A la différence d’une demande de suspension présentée sur le fondement de l’article L. 521-1 du code de justice administrative, à laquelle il peut être satisfait s’il est justifié d’une situation d’urgence et de l’existence d’un doute sérieux quant à la légalité de la décision contestée, une demande présentée au titre de la procédure particulière de l’article L. 521-2 du même code implique, pour qu’il y soit fait droit, qu’il soit justifié d’une situation d’urgence particulière rendant nécessaire l’intervention d’une mesure de sauvegarde dans les quarante-huit heures.
Pour établir l’extrême urgence qu’il y aurait à enjoindre au préfet des Hauts-de-Seine de faire cesser la situation dans laquelle il se trouve, M. A... fait valoir qu’il ne peut accéder à l’emploi sans titre de séjour, alors pourtant que l’administration préfectorale, dont les carences sont flagrantes, lui a délivré une attestation de décision favorable le 6 novembre 2023. Il ajoute qu’en raison de cette inertie, il ne pourra pas honorer l’emploi qui lui est proposé à compter du 1er avril 2026 et bénéficier des ressources correspondantes, ce qui fragilise sa situation financière. Toutefois, pour regrettables qu’elles soient, et alors que M. A... bénéficie d’une attestation de décision favorable depuis 2023, ce qui le légitimait depuis longtemps à engager une action devant le juge des référés, ces circonstances ne sont pas de nature à justifier d’une situation d’extrême urgence rendant nécessaire l’intervention de la juge des référés dans les quarante-huit heures.

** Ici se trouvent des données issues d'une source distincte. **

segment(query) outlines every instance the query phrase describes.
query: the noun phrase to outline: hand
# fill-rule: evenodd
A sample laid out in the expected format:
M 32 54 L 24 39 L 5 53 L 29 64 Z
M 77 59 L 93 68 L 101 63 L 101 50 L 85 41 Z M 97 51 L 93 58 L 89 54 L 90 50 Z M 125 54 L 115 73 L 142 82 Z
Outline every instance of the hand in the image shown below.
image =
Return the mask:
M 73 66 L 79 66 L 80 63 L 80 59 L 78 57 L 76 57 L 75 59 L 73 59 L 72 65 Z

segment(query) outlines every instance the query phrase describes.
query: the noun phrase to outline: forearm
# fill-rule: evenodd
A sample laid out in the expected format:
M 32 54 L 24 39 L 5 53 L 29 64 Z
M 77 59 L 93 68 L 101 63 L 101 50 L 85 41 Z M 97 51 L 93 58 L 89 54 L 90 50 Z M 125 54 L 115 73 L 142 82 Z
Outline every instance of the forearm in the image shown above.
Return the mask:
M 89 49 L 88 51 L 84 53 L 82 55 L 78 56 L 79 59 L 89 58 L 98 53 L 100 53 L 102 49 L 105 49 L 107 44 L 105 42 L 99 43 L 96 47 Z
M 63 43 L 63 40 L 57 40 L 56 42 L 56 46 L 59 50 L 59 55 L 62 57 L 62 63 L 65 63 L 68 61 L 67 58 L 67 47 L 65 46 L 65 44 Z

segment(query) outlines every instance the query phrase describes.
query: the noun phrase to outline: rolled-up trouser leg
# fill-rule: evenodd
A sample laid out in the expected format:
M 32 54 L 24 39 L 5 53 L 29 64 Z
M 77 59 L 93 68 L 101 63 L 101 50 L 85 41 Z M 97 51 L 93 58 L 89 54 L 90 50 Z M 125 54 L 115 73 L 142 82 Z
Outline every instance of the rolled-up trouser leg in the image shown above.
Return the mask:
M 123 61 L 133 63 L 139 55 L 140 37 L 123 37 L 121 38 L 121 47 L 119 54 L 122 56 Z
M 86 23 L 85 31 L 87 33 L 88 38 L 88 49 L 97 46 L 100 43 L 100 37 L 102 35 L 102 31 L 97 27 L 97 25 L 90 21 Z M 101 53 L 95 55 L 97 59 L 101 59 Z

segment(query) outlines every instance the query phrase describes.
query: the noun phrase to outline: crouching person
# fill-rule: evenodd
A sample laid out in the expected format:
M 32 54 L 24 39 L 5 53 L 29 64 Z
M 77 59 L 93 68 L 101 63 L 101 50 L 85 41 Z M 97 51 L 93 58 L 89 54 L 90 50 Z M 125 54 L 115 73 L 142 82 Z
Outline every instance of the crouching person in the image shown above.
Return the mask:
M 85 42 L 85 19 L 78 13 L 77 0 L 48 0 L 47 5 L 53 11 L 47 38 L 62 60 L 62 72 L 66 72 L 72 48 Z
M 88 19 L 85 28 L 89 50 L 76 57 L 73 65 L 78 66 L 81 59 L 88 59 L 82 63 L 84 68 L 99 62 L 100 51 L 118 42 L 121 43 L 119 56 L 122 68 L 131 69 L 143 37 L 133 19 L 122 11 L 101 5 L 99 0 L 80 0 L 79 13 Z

Par suite, en l’absence d’urgence, sans qu’il y ait lieu d’examiner la condition d’atteinte grave et manifestement illégale à une liberté fondamentale, la requête de M. A... doit être rejetée en toutes ses conclusions en application des dispositions précitées de l’article L. 522-3 du code de justice administrative.
O R D O N N E :
Article 1er : La requête de M. A... est rejetée.
Article 2 : La présente ordonnance sera notifiée à M. B... A....
Fait à Cergy, le 30 mars 2026.
La juge des référés,
C. Oriol
La République mande et ordonne au ministre de l'intérieur en ce qui le concerne ou à tous commissaires de justice à ce requis en ce qui concerne les voies de droit commun contre les parties privées, de pourvoir à l'exécution de la présente décision.